Health

Outcry Over High School Clinic Exposes Deep Divisions on Mental Health

On the January night when the superintendent launched workers from Generations Family Health Center, the nonprofit well being care group that was to offer providers within the faculty, the guests peered out of Zoom screens with cheery smiles.

The plan was for licensed therapists from Generations to work in a space on the college’s third flooring. Students may very well be referred by lecturers or relations, or may are available themselves, and remedy classes can be scheduled throughout faculty hours. Therapists would invoice insurance coverage based mostly on a sliding price scale, utilizing federal funds if obligatory, so there can be no value to the college and little, if any, to the households.

Then a chill entered the room because the board members started peppering them with questions. The guests’ smiles light.

Would they advise college students on contraception or abortion? (They wouldn’t give medical recommendation, however would possibly talk about if it comes up.) If kids had been referred and didn’t need remedy, would they be compelled to do it? (No.) Would college students be seen by friends going into remedy, exposing them to ridicule and stigma? (Hopefully not.) Could they get remedy with out their dad and mom realizing about it?

Conceivably, sure, was the answer. By regulation, clinicians in Connecticut can provide six sessions of mental health treatment to minors with out parental consent underneath a slim set of circumstances — if the minor sought remedy, it was deemed clinically obligatory and if requiring parental notification would deter the minor from receiving it.

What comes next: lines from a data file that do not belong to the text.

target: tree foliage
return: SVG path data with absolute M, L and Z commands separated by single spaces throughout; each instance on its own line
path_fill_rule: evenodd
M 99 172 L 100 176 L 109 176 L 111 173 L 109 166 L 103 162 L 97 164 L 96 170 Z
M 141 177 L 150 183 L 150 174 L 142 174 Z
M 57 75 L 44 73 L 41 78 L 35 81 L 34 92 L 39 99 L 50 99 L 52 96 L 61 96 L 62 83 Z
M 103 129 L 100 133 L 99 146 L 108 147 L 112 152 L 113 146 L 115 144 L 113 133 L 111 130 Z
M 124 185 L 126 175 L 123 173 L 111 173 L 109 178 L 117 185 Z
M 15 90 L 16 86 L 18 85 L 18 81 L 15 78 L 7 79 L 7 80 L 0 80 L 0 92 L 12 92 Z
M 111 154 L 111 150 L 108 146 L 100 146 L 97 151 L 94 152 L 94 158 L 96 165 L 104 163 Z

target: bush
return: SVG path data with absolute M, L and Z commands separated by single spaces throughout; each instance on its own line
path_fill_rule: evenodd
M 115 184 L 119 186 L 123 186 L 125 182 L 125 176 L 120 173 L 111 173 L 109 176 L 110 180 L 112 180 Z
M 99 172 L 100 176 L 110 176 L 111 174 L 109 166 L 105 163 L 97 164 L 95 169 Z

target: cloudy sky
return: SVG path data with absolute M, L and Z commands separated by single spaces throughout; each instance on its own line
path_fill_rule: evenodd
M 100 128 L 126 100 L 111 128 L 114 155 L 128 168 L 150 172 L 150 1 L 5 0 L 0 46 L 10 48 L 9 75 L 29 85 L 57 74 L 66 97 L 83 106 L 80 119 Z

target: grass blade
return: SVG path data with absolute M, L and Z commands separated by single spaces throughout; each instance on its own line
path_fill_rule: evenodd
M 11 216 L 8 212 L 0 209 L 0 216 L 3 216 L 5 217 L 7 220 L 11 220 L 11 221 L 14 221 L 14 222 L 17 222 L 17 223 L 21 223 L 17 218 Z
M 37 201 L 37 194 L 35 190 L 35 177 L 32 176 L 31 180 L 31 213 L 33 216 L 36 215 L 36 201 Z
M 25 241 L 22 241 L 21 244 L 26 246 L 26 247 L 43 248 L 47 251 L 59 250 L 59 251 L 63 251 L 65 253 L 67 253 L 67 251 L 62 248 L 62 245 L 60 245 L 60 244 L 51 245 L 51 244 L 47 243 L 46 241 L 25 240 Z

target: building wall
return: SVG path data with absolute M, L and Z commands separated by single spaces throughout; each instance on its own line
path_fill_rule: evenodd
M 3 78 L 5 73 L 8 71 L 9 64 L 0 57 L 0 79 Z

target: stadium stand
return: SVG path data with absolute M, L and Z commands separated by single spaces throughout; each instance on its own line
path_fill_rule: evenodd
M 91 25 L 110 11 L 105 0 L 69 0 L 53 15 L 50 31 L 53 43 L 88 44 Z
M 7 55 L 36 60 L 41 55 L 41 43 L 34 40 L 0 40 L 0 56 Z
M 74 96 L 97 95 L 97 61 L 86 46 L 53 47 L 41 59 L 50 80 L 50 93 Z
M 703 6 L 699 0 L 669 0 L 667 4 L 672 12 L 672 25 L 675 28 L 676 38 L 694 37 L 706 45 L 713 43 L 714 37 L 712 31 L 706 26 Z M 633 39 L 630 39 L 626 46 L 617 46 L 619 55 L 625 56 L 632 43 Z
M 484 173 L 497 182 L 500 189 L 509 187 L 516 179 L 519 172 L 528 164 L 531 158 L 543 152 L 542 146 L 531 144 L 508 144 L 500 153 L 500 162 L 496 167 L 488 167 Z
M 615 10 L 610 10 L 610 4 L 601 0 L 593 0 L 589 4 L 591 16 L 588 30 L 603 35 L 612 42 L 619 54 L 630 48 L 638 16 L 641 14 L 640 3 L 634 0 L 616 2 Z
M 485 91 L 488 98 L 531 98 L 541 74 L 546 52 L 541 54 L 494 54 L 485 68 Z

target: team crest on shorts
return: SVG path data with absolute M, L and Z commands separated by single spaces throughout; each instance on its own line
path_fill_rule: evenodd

This provision is used not often; within the close by city of Putnam, which has hosted a school-based psychological well being clinic for 9 years, treating a whole bunch of scholars, no little one has ever been handled with out parental permission, mentioned Michael Morrill, a Putnam faculty board member.

But it was a significant sticking level for Norm Ferron, one of many Killingly board members, who mentioned the association would “give a student a lot more access to counseling without seeking parental approval, and I’m not real keen on that.”